Lent is our own forty-day trek into the wilderness. The Spirit drives us there, as it drove Jesus, so we can deal with the things that would seduce us away from God or identify and do battle with the things that are destroying us – those things that cripple or limit our lives. God drives us into the wilderness for our own good because it is there, in the wilderness, that we come to know ourselves, our strengths and weaknesses, and our divine calling. And there, in the silence and recollection of the wilderness, we come to terms with ourselves as we really are.

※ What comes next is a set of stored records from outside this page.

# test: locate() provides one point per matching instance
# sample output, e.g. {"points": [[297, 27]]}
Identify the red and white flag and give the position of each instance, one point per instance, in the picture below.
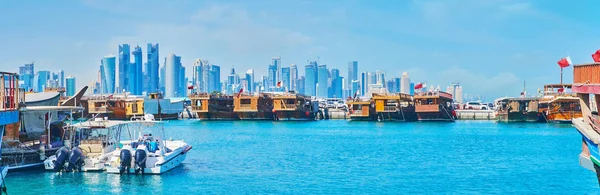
{"points": [[596, 56], [419, 86], [564, 62]]}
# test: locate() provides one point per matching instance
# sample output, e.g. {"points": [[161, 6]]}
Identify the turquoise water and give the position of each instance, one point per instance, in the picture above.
{"points": [[340, 157]]}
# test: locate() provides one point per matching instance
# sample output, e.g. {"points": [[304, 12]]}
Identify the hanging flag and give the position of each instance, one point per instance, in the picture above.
{"points": [[419, 86], [240, 93], [564, 62], [596, 56]]}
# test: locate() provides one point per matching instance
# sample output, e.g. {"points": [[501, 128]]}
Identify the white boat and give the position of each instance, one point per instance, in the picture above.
{"points": [[88, 146], [148, 154]]}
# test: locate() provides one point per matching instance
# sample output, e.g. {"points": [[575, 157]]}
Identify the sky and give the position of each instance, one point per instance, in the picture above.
{"points": [[491, 47]]}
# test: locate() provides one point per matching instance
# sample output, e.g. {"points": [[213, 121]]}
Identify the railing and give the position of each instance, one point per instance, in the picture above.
{"points": [[9, 91], [586, 73], [427, 108]]}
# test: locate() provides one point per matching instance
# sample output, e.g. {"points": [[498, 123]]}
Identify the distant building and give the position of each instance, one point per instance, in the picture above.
{"points": [[336, 84], [285, 79], [405, 83], [152, 68], [352, 75], [27, 76], [250, 81], [124, 68], [323, 82], [293, 77], [71, 86], [136, 73], [310, 80]]}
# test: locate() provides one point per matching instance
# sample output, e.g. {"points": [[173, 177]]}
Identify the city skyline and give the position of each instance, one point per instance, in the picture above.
{"points": [[431, 40]]}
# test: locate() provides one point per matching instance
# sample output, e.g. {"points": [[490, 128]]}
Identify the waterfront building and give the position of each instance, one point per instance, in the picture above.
{"points": [[323, 82], [405, 84], [71, 86], [285, 78], [136, 72], [152, 68], [124, 68], [293, 77], [272, 76], [310, 80], [26, 76], [276, 61], [352, 75], [250, 80]]}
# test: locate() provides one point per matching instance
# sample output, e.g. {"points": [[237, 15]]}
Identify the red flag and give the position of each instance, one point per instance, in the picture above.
{"points": [[419, 86], [596, 56], [240, 93], [564, 62]]}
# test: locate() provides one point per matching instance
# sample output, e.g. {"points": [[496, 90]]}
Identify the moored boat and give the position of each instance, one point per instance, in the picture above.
{"points": [[250, 107], [434, 106], [394, 107], [558, 106], [521, 109], [150, 153], [293, 106]]}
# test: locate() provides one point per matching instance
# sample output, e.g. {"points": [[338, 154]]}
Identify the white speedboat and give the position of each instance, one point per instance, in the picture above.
{"points": [[148, 154], [88, 146]]}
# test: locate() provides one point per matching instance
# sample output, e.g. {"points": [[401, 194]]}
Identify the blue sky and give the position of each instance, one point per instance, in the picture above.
{"points": [[489, 46]]}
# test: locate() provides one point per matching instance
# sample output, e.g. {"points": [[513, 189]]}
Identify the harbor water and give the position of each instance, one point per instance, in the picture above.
{"points": [[342, 157]]}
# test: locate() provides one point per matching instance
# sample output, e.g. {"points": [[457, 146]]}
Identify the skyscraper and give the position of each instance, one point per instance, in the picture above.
{"points": [[250, 80], [336, 84], [71, 86], [152, 68], [277, 63], [272, 77], [215, 78], [136, 72], [27, 75], [323, 82], [285, 78], [124, 64], [300, 85], [61, 74], [405, 83], [108, 79], [42, 78], [293, 77], [352, 75], [172, 73], [310, 80]]}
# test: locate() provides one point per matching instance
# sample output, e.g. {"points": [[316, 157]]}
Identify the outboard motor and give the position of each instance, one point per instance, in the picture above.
{"points": [[140, 160], [75, 159], [61, 156], [125, 161]]}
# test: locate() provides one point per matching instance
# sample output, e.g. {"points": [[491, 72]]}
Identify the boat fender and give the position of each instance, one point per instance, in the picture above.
{"points": [[75, 159], [140, 160], [125, 163], [61, 156]]}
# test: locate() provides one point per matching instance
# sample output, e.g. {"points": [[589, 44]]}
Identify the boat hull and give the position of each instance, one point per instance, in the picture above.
{"points": [[255, 115], [519, 117]]}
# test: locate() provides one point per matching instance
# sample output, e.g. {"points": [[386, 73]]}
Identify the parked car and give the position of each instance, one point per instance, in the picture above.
{"points": [[475, 106]]}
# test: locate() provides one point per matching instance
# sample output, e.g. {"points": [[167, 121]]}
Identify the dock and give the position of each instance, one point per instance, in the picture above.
{"points": [[475, 115]]}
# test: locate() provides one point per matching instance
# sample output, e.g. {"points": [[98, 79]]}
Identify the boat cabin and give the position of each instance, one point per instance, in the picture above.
{"points": [[245, 103], [199, 102]]}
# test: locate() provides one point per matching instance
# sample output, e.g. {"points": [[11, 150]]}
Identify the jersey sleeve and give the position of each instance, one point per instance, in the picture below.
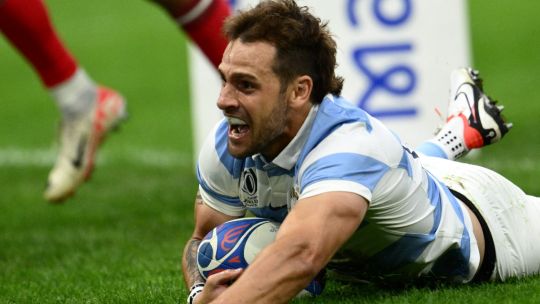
{"points": [[351, 159], [217, 174]]}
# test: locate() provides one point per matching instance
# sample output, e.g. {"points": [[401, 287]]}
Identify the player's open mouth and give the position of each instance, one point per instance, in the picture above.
{"points": [[237, 127]]}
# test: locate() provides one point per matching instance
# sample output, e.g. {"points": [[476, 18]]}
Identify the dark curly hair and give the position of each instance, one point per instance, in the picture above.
{"points": [[304, 44]]}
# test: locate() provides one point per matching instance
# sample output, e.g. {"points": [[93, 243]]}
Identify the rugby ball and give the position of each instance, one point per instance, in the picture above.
{"points": [[234, 244]]}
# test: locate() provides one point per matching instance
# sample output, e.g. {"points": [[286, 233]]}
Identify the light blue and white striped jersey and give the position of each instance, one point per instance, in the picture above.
{"points": [[413, 227]]}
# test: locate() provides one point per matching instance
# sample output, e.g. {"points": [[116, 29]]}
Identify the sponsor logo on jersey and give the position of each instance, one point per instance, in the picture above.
{"points": [[248, 188]]}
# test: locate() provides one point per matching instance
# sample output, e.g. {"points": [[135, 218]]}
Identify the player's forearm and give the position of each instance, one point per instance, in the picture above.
{"points": [[189, 263]]}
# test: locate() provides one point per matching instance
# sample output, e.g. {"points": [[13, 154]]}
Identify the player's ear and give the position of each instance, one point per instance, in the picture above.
{"points": [[301, 90]]}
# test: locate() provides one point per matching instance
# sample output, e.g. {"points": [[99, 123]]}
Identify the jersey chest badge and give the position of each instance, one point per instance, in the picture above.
{"points": [[248, 188]]}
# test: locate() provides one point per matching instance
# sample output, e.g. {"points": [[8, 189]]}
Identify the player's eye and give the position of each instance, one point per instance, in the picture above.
{"points": [[245, 85]]}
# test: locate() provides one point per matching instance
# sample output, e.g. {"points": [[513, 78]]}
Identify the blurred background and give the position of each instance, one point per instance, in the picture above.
{"points": [[120, 238]]}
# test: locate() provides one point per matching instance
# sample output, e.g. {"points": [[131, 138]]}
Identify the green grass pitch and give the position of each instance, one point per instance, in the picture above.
{"points": [[119, 240]]}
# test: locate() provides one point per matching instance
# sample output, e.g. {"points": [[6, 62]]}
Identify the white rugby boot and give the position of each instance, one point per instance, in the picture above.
{"points": [[79, 141], [474, 120]]}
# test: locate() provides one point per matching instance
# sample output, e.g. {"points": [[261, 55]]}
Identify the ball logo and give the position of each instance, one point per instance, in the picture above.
{"points": [[231, 237]]}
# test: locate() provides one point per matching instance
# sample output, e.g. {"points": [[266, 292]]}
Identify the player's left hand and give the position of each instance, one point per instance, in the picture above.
{"points": [[216, 284]]}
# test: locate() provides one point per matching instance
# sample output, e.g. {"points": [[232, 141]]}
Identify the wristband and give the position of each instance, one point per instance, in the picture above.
{"points": [[194, 291]]}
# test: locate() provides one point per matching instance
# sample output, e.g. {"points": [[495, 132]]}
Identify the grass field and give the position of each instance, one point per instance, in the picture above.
{"points": [[119, 240]]}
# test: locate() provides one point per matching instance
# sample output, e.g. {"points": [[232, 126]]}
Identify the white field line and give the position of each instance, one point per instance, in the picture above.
{"points": [[26, 157]]}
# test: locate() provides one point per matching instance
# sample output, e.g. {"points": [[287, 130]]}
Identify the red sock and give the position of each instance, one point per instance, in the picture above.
{"points": [[27, 25], [205, 29]]}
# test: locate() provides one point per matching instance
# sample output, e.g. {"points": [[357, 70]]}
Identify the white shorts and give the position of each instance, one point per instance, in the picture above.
{"points": [[512, 216]]}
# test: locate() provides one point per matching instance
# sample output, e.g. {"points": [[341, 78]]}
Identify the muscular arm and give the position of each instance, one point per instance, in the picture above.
{"points": [[206, 219], [308, 238]]}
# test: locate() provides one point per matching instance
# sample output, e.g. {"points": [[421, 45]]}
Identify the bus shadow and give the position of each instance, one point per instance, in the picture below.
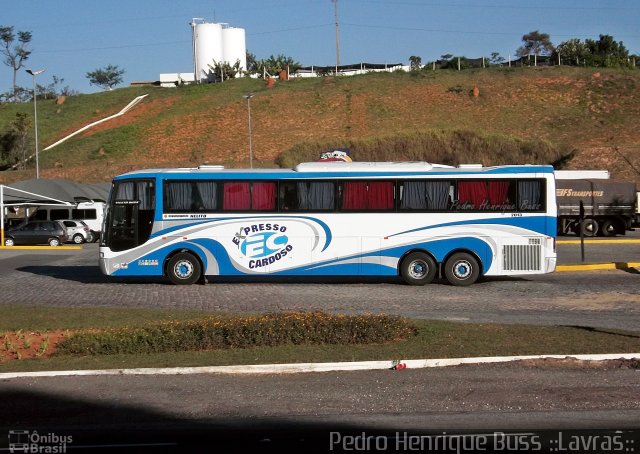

But, if we’re honest with ourselves, we try our best to avoid the wilderness. During this Lenten season of fasting and focus, of praying and preparing, we’re tempted to simply go through the motions. We’re tempted to skirt the wilderness, to turn away from encountering the wild places in our lives and in our world. We’re tempted to turn away from the mirror reality that reveals things we would prefer not to see, our imperfections and the things that need change. But if we are to follow Jesus, if we are to be renewed for new possibilities and prepared to hope once more, we must face the wild. And, if we’re truly honest with ourselves, we know deep down inside that we need the wilderness. We know in our bones and deep within our souls that the wilderness calls, cajoles, and compels us even when we resist. God has work for us to do and that work begins, like it did with Jesus, when we are driven to the wild places of discovery.
And so, this Lent, go to the wilderness:
- Go to the wilderness to discover anew the joy of being beloved.
- Go to the wilderness to learn once more what it means to be and live as God's beloved son or daughter.
- Go to the wilderness to listen for the voice of God calling you once again.
- Go to the wilderness to see Christ more clearly in the world around you.
- Go to the wilderness because that is where God is encountered.
- Go to the wilderness because you can no longer be as you have always been.
No doubt about it, the wilderness will cost you more than any vacation get-a-way does. For more than money, it demands payment in prayer and introspection and sacrifice and acts of charity and, the costliest of all, a repentant heart. But the price is well worth it. For I can guarantee you that, if you endure the wilderness for the next forty days, you will emerge from it with a clearer head, a bigger heart and a deeper soul.
Jesus went into the wilderness and fought temptation. We face temptation too. But, maybe, the biggest temptation we face this morning is to not enter the wilderness at all. Let’s not give into it. Let’s make this Lent different, special, our best Lent ever. “This is the time of fulfillment, and the kingdom of God has come near; repent and believe in the good news.”